The disintegrating establishment

The disintegrating establishment


In 2010, Britain was being wrestled over by two parties competing to portray themselves to the public as the natural party of government.  In his first conference speech, David Cameron returned repeatedly to the theme of “substance”.  He told his party:

“Real substance is about taking time to think things through, not trotting out easy answers that people might want to hear.  It’s about sticking to your guns.  It’s about character, judgement, and consistency.  It’s about policy, yes.  But it’s about getting it right for the long term.”

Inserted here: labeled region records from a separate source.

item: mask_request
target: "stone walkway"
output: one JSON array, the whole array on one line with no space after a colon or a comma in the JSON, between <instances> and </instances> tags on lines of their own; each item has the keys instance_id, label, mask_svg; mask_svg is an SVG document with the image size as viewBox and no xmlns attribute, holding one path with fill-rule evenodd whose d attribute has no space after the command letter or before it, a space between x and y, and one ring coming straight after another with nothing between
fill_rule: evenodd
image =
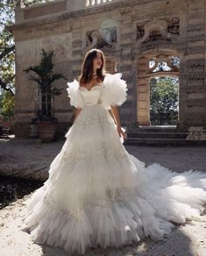
<instances>
[{"instance_id":1,"label":"stone walkway","mask_svg":"<svg viewBox=\"0 0 206 256\"><path fill-rule=\"evenodd\" d=\"M32 176L46 179L52 160L62 141L40 144L39 140L0 140L0 174ZM134 147L126 146L146 164L158 162L175 171L196 169L206 172L206 147ZM32 243L25 231L24 219L28 215L25 203L31 195L0 210L1 256L66 256L62 249ZM77 254L75 254L75 256ZM89 250L87 256L204 256L206 255L206 215L177 226L171 236L159 242L144 240L132 246L106 250Z\"/></svg>"}]
</instances>

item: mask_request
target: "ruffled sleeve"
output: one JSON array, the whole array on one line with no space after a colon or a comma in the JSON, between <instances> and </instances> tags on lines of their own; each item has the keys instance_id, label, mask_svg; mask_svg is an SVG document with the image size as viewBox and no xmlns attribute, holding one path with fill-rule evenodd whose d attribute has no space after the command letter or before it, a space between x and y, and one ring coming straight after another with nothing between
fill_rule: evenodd
<instances>
[{"instance_id":1,"label":"ruffled sleeve","mask_svg":"<svg viewBox=\"0 0 206 256\"><path fill-rule=\"evenodd\" d=\"M101 96L102 104L105 108L110 105L120 106L126 101L127 84L121 79L122 74L107 74L103 84L104 89Z\"/></svg>"},{"instance_id":2,"label":"ruffled sleeve","mask_svg":"<svg viewBox=\"0 0 206 256\"><path fill-rule=\"evenodd\" d=\"M75 108L82 108L84 105L84 99L79 89L79 82L75 79L72 82L67 82L67 89L68 97L70 98L70 104Z\"/></svg>"}]
</instances>

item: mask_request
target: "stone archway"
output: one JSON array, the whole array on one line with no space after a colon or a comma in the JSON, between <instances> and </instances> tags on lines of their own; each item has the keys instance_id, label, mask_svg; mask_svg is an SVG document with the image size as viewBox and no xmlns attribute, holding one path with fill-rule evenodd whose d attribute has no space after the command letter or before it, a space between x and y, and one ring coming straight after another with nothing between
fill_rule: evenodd
<instances>
[{"instance_id":1,"label":"stone archway","mask_svg":"<svg viewBox=\"0 0 206 256\"><path fill-rule=\"evenodd\" d=\"M179 76L178 62L174 61L177 57L175 53L156 53L149 55L142 55L138 59L137 75L137 117L140 126L149 126L150 122L150 81L155 76ZM150 67L150 61L153 60L154 65ZM167 70L160 68L160 63L166 63Z\"/></svg>"}]
</instances>

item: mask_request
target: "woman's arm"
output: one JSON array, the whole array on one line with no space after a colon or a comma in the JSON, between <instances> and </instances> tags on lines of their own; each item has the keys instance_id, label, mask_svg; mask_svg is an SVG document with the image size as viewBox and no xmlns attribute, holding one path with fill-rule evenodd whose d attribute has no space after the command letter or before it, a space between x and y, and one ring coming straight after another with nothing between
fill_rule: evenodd
<instances>
[{"instance_id":1,"label":"woman's arm","mask_svg":"<svg viewBox=\"0 0 206 256\"><path fill-rule=\"evenodd\" d=\"M111 108L111 111L113 114L115 123L117 124L117 130L118 135L119 135L119 137L121 137L121 135L122 135L123 138L124 139L126 139L126 133L121 128L121 121L120 121L120 117L119 117L118 109L117 106L110 106L110 108Z\"/></svg>"},{"instance_id":2,"label":"woman's arm","mask_svg":"<svg viewBox=\"0 0 206 256\"><path fill-rule=\"evenodd\" d=\"M80 114L82 109L75 109L75 117L74 117L74 120L73 120L73 124L75 122L78 115Z\"/></svg>"}]
</instances>

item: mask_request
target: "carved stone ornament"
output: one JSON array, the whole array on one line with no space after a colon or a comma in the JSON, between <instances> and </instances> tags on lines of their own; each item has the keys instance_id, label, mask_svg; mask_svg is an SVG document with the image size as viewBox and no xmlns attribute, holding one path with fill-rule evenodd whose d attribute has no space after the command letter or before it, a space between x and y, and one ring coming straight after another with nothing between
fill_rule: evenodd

Two years later, Gordon Brown regained initiative telling his own party at their conference that it was no time for a novice.  Both parties were appealing to the voters’ innate caution, to the importance of politicians as steady, moderate and above all competent.

British politics has changed completely.  The establishment is under attack as never before, from insurgents on the left and right simultaneously.  

The Labour party has been taken over by a faction that has demonstrated no interest in appealing to competence or caution.  In his opening conference speech, Jeremy Corbyn made a virtue of not wanting to impose leadership lines at all times and of expecting real debate not message discipline at all times, of wishing to carry on being an individual activist.  He has been true to his word on all counts.  Blairites are as appalled by the style as by the substance of what he says.

Meanwhile, the insurgent right is currently consumed by the referendum on EU membership.  Without even a pretence of coherence, they campaign on running away from the complexities of multilateral engagement, variously on immigration, regulation, security concerns or whatever else flits across their minds (how leaving the EU is actually going to help on any of these fronts remains largely unexplored).  Their figureheads, Boris Johnson and Nigel Farage, campaign on charisma rather than competence.

With the Labour right in longterm internal exile and the Lib Dems obliterated, the sole repository of the flame of good administration at present is the current Cabinet.  Can they withstand the onslaught of the crazies?  You would think that offering competence in government as a USP would be a great vote-winner but everyone else seems to be having too much fun being irresponsible to make adult behaviour look enjoyable.

The wise commentators tell us that the public will be sensible in the votes that really matter.  Perhaps.  But isn’t democracy about giving the public a choice?  If in the foreseeable future there is space for only one responsible party, that doesn’t give much ideological choice for those who value good government.

And sooner or later, a solitary party of good administration will be defeated (probably by its own complacency, lack of direction or flatfootedness).  By default, if there is only one such party, the new government will not be anywhere near as interested in good administration.  It will be about then that the public would find out the virtues of dull competence.